As a lessee, you should be familiar with all aspects of leases. It is common for leases, particularly retail leases, to include an incentive to encourage entry into the lease. For example, this incentive could be monies or a benefit that the landlord provides. It is also common for those leases that provide lease incentives to include clawbacks: mechanisms by which a lessee must repay all or a portion of those incentives if certain events occur (usually early lease termination). However, some case law suggests that the court considers such provisions penalty and therefore void at law.
This article will discuss clawback provisions and how they might affect your lease or incentive.

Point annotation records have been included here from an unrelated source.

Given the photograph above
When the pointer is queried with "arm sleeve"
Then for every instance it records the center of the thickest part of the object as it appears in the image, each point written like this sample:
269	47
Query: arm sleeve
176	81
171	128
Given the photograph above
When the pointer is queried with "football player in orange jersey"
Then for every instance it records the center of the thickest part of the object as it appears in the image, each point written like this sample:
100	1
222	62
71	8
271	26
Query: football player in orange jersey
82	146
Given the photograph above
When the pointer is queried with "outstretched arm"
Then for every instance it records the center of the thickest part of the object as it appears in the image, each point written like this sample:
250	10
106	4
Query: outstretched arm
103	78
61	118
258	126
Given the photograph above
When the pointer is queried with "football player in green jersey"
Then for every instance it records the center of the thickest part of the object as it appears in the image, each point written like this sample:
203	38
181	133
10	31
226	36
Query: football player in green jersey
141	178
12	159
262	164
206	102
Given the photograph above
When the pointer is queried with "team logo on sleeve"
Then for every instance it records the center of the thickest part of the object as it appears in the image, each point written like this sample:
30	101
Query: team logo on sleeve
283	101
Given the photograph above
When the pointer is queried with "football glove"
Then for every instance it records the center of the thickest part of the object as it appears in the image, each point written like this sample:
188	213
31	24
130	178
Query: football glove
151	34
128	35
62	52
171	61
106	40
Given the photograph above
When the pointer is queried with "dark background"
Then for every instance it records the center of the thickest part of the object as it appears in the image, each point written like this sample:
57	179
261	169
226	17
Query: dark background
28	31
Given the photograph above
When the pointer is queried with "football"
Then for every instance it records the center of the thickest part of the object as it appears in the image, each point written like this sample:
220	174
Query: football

What is a Clawback Provision?
As part of your lease, the landlord may offer you lease incentives to enter into the lease or improve the premises. The most common forms of incentive are:
- rent-free periods, where the landlord will not require you to pay rent for a certain time period from the commencement date of the lease;
- rent reductions, where the landlord reduces a portion of the rent each month until you use up the total incentive amount; and
- fitout contributions, where the landlord pays for your fitout (or a portion of it) by reimbursing the fit-out costs to an agreed sum. Alternatively, the landlord may carry out the fit-out works on your behalf.
The most common types of trigger events for a clawback include:
- if the tenant defaults or breaches the lease;
- if the tenant assigns or is deemed to have assigned the lease; or
- the landlord otherwise terminates the lease before the expiry of the term.
How much of the incentive you must pay back may be apportioned based on how far into the term you are.

A factsheet that sets out the three ways to end a commercial lease in Australia: surrendering your lease, assigning it or subletting it.
Clawback Provision Example
For example, for a 5-year lease, the landlord may apportion the clawback as follows.
If you trigger the clause in the:
- 1st year of the term, the tenant pays back 100% of the incentive,
- 2nd year of the term, the tenant pays back 80% of the incentive,
- 3rd year of the term, the tenant pays back 60% incentive;
- 4th year of the term, the tenant pays back 40% of the incentive; and
- 5th year of the term, the tenant pays back 20% of the incentive.
What Makes a Clawback a Penalty Provision?
Generally, the law will consider a provision a penalty if it does not represent a genuine pre-estimate of loss. Such a clause is seen as a penalty because it essentially imposes a ‘fine’ on one party. If a court considers a provision a penalty, the court may order that provision is void.
In the past, the court has determined that clawbacks are unenforceable, in certain circumstances. These include where:
- a tenant abandons the property, terminating the lease. In this case, the court found enforcement would be a penalty rather than a genuine estimate of the loss suffered. This was because the clawback provisions would give the landlord an advantage they would not have had otherwise; and
- a tenant has received an incentive of a fitout contribution and rent reduction. Upon termination, the court determined that whilst the landlord could enforce damages, they could not seek a refund of the incentive. Essentially, the landlord is already recovering their losses by way of damages. Thus, adding the clawback would have led to them being in a better position than had the lease been performed.
How Does This Affect You?
Although there have been cases whereby the court has determined certain incentive clawbacks are unenforceable, landlords will still try to include clawback provisions. Further, the law concerning the enforceability of clawback provisions remains a grey area.
There may be some situations where a clawback genuinely represents a pre-estimate of the landlord’s loss. In these cases, the clauses will remain enforceable. Therefore, landlords will frequently seek to have clawbacks included in their documents. However, whether or not they are enforceable will depend on the circumstances of the case. If you are concerned about a clawback, it may be worth negotiating for the clause to be deleted.
Key Takeaways
Clawbacks requiring the tenant to pay back part or all of the incentive they have received from the landlord if the lease is terminated early are common. Whether or not the provision is enforceable will depend on the circumstances of the case. A clawback needs to represent a genuine pre-estimate of the loss the landlord is likely to or has suffered. Otherwise, it will likely be considered a penalty. However, the costs of disputing a clawback provision’s enforceability once it has already been included in a lease may be exorbitant. As such, you should always seek to remove any clawback provision in the first instance and not rely on disputing the clawback provision, if it were ever relied upon.
If you need help with reviewing clawback provisions, incentive deeds or leases, our experienced commercial leasing lawyers can assist as part of our LegalVision membership. For a low monthly fee, you will have unlimited access to lawyers to answer your questions and draft and review your documents. Call us today on 1300 544 755 or visit our membership page.
Frequently Asked Questions
A clawback provision is a section in a lease that requires a tenant to refund an incentive they have received under certain circumstances, for instance, if they default or breach the lease.
A clawback is a penalty provision if it does not represent a genuine pre-estimate of loss. If this is the case, the court can order that the provision is void.